Several years ago, arborists detected a fungal infection inside the oak, leading them to lop off a number of its limbs to prevent it from spreading. Around the same time, Martens was diagnosed with leukaemia. Like the tree’s branches, he explained that his bones aren’t so stable anymore.
Though retired, Martens still likes to come back to visit the tree (Credit: Credit: Eliot Stein)
Though retired, Martens still likes to come back to visit the tree (Credit: Eliot Stein)
“But I can still climb the ladder,” he said, slowly raising himself up its rungs.
After peering through the oak’s tiny post box, Martens politely excused himself. It was getting late, and he needed to go back and see his wife.
As he left, a slight man with neatly combed hair carrying a small piece of paper came plodding through the forest. When he approached the oak, I cautiously asked if he wouldn’t mind answering a few questions for a story I was working on.
He said he sometimes comes to the tree by himself after work, and handed me his handwritten note. It read: “I am a widower, 53 years old, 1.75m tall, living in Ostholstein. I’m searching for a slim-medium built loving and loyal partner. Maybe talk soon, Jens.”

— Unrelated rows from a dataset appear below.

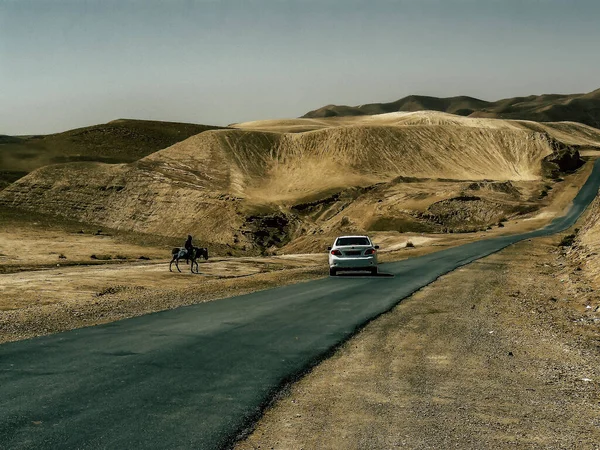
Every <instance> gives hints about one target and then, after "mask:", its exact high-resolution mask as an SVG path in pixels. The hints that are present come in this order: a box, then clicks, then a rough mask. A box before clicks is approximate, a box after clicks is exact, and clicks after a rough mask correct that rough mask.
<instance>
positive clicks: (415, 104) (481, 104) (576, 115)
mask: <svg viewBox="0 0 600 450" xmlns="http://www.w3.org/2000/svg"><path fill="white" fill-rule="evenodd" d="M424 110H431V111H440V112H446V113H450V114H456V115H459V116H466V117H483V118H496V119H517V120H533V121H536V122H563V121H571V122H579V123H583V124H585V125H590V126H592V127H595V128H600V89H597V90H595V91H592V92H589V93H587V94H569V95H564V94H544V95H530V96H528V97H514V98H507V99H503V100H498V101H496V102H488V101H485V100H480V99H477V98H473V97H467V96H458V97H447V98H438V97H429V96H425V95H409V96H408V97H404V98H401V99H400V100H396V101H395V102H390V103H369V104H366V105H360V106H346V105H327V106H323V107H322V108H319V109H315V110H313V111H310V112H308V113H306V114H305V115H304V116H302V117H303V118H323V117H344V116H365V115H376V114H386V113H392V112H399V111H403V112H414V111H424Z"/></svg>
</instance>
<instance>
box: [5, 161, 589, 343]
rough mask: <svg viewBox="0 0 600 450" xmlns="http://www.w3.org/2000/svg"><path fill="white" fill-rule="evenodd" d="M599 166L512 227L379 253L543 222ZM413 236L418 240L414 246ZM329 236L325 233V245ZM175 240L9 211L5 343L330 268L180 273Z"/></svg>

Denies' mailed letter sits inside the oak tree's small knothole (Credit: Credit: Eliot Stein)
Denies' mailed letter sits inside the oak tree's small knothole (Credit: Eliot Stein)
“You never know,” he smiled.
I waved goodbye and started walking out of the woods. At the edge of the clearing, I turned to see Jens atop the ladder, sliding something purple into his jacket pocket.